How to properly match bit growth of a FIR filter with a reference value

Question

I am trying to implement a chain of CIC/FIR filters on an ZYNQ FPGA. Using the Xilinx FIR compiler works fine so far but I am unable to properly get all the math.

At the moment I have 2 chains of filters:

• $5\times$ downsampling, passband $12.5\text{MHz}$:
  → FIR filter 2, 5x downsampling, input 17.7.0, output 17.7

• $625\times$ downsampling, passband $100\text{kHz}$:

  → CIC filter, $25\times$ downsampling, input 14 bit, output 16 bit

  → Compensation FIR filter, no downsampling, input 17.7, output 17.7

  → FIR filter 1, $5\times$ downsampling, input 17.7.0, output 17.7

  → FIR filter 2, $5\times$ downsampling, input 17.7.0, output 17.7

I have a 14 bit, $20\text{kHz}$ signal that I feed into both chains:

• If I feed it into the first chain I sign extend the 14bit value to 17bits and add 7 zero-bits at the end (.7). I get a nice output that wins me one bit.

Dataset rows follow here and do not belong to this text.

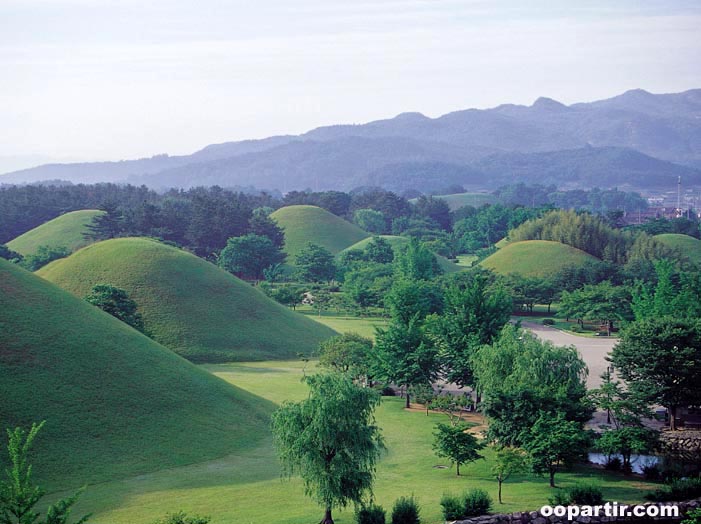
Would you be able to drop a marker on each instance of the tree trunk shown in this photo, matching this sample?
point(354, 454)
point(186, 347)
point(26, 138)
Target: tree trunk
point(672, 418)
point(327, 517)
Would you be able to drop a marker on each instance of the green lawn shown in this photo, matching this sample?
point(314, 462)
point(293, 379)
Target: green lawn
point(245, 488)
point(344, 323)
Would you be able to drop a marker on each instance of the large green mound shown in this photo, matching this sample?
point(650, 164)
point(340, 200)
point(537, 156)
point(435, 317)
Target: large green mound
point(535, 258)
point(66, 230)
point(189, 305)
point(304, 224)
point(398, 243)
point(687, 245)
point(115, 402)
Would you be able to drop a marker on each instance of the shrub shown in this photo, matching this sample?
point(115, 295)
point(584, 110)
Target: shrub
point(477, 502)
point(614, 464)
point(585, 494)
point(683, 489)
point(453, 507)
point(371, 515)
point(181, 518)
point(651, 472)
point(405, 511)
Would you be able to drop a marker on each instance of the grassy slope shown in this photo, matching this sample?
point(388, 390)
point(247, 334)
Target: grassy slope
point(246, 489)
point(115, 403)
point(689, 246)
point(66, 230)
point(535, 258)
point(458, 200)
point(189, 305)
point(303, 224)
point(398, 242)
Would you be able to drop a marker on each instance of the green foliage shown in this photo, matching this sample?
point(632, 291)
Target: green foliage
point(348, 353)
point(117, 403)
point(117, 303)
point(452, 507)
point(476, 502)
point(409, 298)
point(520, 375)
point(370, 220)
point(249, 255)
point(406, 511)
point(108, 224)
point(535, 258)
point(586, 232)
point(508, 461)
point(65, 230)
point(403, 354)
point(43, 255)
point(303, 224)
point(261, 224)
point(554, 442)
point(315, 264)
point(660, 359)
point(454, 442)
point(416, 262)
point(7, 254)
point(474, 312)
point(189, 305)
point(601, 302)
point(182, 518)
point(19, 495)
point(370, 515)
point(331, 440)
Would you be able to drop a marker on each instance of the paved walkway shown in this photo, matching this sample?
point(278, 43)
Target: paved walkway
point(593, 350)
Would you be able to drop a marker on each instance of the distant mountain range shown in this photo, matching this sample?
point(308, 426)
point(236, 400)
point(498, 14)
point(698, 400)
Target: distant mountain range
point(636, 140)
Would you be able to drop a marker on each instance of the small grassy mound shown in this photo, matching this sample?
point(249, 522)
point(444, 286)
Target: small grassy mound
point(66, 230)
point(458, 200)
point(189, 305)
point(115, 402)
point(687, 245)
point(398, 242)
point(535, 258)
point(304, 224)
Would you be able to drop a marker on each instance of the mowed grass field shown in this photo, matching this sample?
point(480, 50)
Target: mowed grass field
point(398, 242)
point(245, 487)
point(687, 245)
point(64, 231)
point(535, 258)
point(116, 403)
point(304, 224)
point(189, 305)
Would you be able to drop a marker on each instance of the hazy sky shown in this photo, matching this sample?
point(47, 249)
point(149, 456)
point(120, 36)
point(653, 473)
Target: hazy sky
point(96, 79)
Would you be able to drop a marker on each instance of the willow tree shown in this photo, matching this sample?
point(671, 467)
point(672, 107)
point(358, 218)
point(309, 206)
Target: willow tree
point(331, 440)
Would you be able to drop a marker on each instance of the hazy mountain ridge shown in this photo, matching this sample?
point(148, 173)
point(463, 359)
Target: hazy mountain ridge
point(638, 139)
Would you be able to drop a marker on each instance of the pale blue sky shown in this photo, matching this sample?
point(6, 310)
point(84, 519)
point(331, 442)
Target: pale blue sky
point(98, 79)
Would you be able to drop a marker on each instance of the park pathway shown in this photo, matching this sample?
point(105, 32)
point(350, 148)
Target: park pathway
point(593, 350)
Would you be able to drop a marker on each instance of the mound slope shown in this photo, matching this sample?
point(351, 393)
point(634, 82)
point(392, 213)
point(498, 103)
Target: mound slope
point(66, 230)
point(687, 245)
point(115, 402)
point(304, 224)
point(398, 242)
point(189, 305)
point(535, 258)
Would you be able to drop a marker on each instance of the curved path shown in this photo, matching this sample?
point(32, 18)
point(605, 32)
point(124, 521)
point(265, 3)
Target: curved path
point(593, 350)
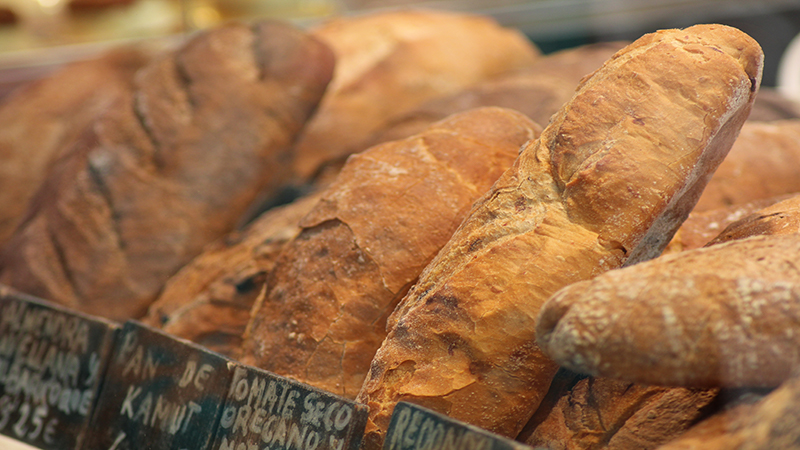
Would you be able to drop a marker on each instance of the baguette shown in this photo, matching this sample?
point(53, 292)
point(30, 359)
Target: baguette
point(601, 413)
point(780, 218)
point(755, 421)
point(168, 169)
point(537, 91)
point(593, 193)
point(416, 55)
point(771, 105)
point(701, 227)
point(762, 163)
point(209, 300)
point(376, 227)
point(44, 117)
point(724, 315)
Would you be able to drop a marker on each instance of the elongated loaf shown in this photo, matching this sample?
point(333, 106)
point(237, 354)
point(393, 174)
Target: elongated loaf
point(701, 227)
point(610, 179)
point(601, 413)
point(209, 300)
point(537, 91)
point(777, 219)
point(374, 230)
point(724, 315)
point(752, 423)
point(46, 116)
point(763, 163)
point(388, 63)
point(168, 169)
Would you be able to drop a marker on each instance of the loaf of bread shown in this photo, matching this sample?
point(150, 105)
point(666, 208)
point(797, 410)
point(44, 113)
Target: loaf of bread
point(389, 211)
point(724, 315)
point(763, 163)
point(388, 63)
point(780, 218)
point(607, 183)
point(43, 117)
point(168, 169)
point(537, 91)
point(753, 422)
point(601, 413)
point(701, 227)
point(209, 300)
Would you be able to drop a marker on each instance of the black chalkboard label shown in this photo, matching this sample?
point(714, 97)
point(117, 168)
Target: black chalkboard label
point(52, 362)
point(416, 428)
point(267, 412)
point(160, 392)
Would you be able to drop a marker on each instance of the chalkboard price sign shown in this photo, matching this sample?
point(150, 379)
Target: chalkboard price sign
point(267, 412)
point(160, 392)
point(51, 365)
point(416, 428)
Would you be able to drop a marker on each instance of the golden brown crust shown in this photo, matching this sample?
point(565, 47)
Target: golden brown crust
point(724, 315)
point(388, 63)
point(209, 300)
point(703, 226)
point(169, 169)
point(374, 230)
point(754, 421)
point(601, 413)
point(608, 181)
point(780, 218)
point(537, 91)
point(761, 164)
point(43, 118)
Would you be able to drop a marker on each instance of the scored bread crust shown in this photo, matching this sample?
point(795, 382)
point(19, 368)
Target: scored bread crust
point(209, 300)
point(169, 168)
point(780, 218)
point(609, 180)
point(387, 63)
point(724, 315)
point(602, 413)
point(43, 118)
point(761, 164)
point(375, 228)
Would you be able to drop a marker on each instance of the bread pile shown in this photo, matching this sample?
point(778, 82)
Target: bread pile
point(472, 226)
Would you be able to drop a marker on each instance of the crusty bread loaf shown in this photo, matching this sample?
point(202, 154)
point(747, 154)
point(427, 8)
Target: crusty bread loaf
point(374, 230)
point(610, 179)
point(47, 115)
point(701, 227)
point(387, 63)
point(771, 105)
point(601, 413)
point(168, 169)
point(753, 422)
point(537, 91)
point(209, 300)
point(724, 315)
point(763, 163)
point(777, 219)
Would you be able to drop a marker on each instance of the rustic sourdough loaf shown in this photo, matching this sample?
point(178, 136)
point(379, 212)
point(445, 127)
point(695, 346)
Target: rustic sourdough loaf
point(780, 218)
point(601, 413)
point(168, 169)
point(753, 422)
point(209, 300)
point(537, 91)
point(610, 179)
point(390, 62)
point(389, 211)
point(724, 315)
point(762, 163)
point(46, 116)
point(703, 226)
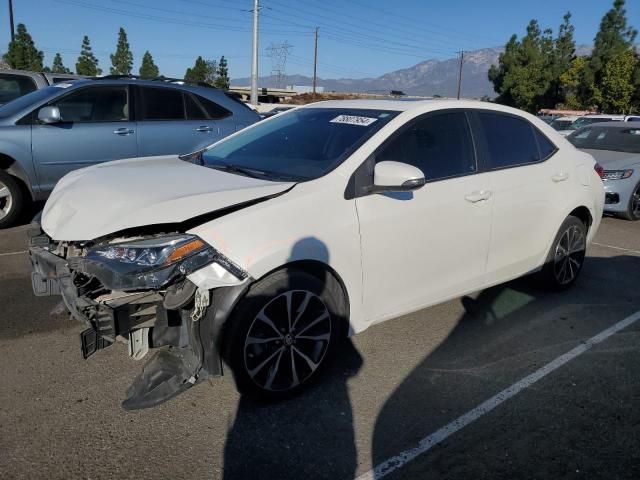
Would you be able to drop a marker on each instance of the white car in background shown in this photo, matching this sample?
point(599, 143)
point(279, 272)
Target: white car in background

• If I feed the signal into the second chain I directly feed the 14bit signal into the CIC filter and left-shift the output signal to only keep the 16 MSBs. I then sign extend that 16bit value to 17bit (yes I could have also just kept the first 17bits of the CIC return value, if that would be better, please tell me) and add 7 zero-bits at the end (.7) as well. The filters win me 1-2 bit until the output of the "FIR filter 1" but at the output of the "FIR filter 2" I have an output where I lost 8bit (upper 8 non-sign bits are 0). This is the exact same FIR filter that gives me +1 bit in the first ($5\times$ downsampling) chain ... This broken chain also seems to have a lot of jitter after one period ... (I can exclude overflows as the source of error as the Xilinx FIR compiler guarantees no overflows).

How can this be, what am I missing?

In the same question I would like to ask:

Let's assume all the chains finally work properly. I then will have different bit growth. Initially I knew that 14bit correspond to $2.2\text{Vpp}$ which means that 12.86bits correspond to $1\text{V}$. But now I suddenly have a 17.7bit output. How do I know where my $1\text{V}$ reference level is now? Because it has shifted some. I am quite sure that accounting just for the DC gain yields wrong results.

My waveforms:

Output $5\times$ chain:

Chain $625\times$:

I am very grateful for any hints and will gladly add more information if some more is required.

Answer 1

I've worked a lot with FIR and IIR filters in FPGAs, here are a few pointers

1 - Keep track of your bits and their respective weights.

2 - Keep track of your filter gain and the number of bits for the coefficients. For example, assume you have a 14-bit signed input. Your input can go from +16383 to -16384. Now you filter it in a 17-taps FIR low-pass filter (for example), its DC gain should be '1'. Assuming 16-bit coefficients, and no coefficient greater than or equal to '1', the sum of the coefficients should be 32768 (2^15). It could be slightly smaller, it doesn't really matter, especially if you round the output. However, it is possible, that because of the scaling, the sum of the coefficients could be 32769, 32770, etc. In this case your DC gain would be slightly bigger than unity and you will likely need guard bits.

3 - Assuming there can be no overflow at the output of the filters, now you need to determine how many "fractional bits" you need to keep. There are no simple answers. Assuming no decimation, it could be a good idea to keep the output format the same as the input. For example, 14-bit input with 1 sign-bit ---> 14-bit ouput with 1 sign bit. However, please round the data before truncating, otherwise you could insert some DC offset or other unpleasantness.

4 - If you decimate, one of the reasons why could be to increase the resolution of your data, in this case your output should have more fractional bits than your input.

5 - If your filters have a gain higher than 1 (on purpose, not because of quantization), such a resonant IIR filter, you will need to implement the appropriate number of guard bits. For example, you add a 20 dB-gain at a certain frequency, you will need 4 additional guard bits at the output.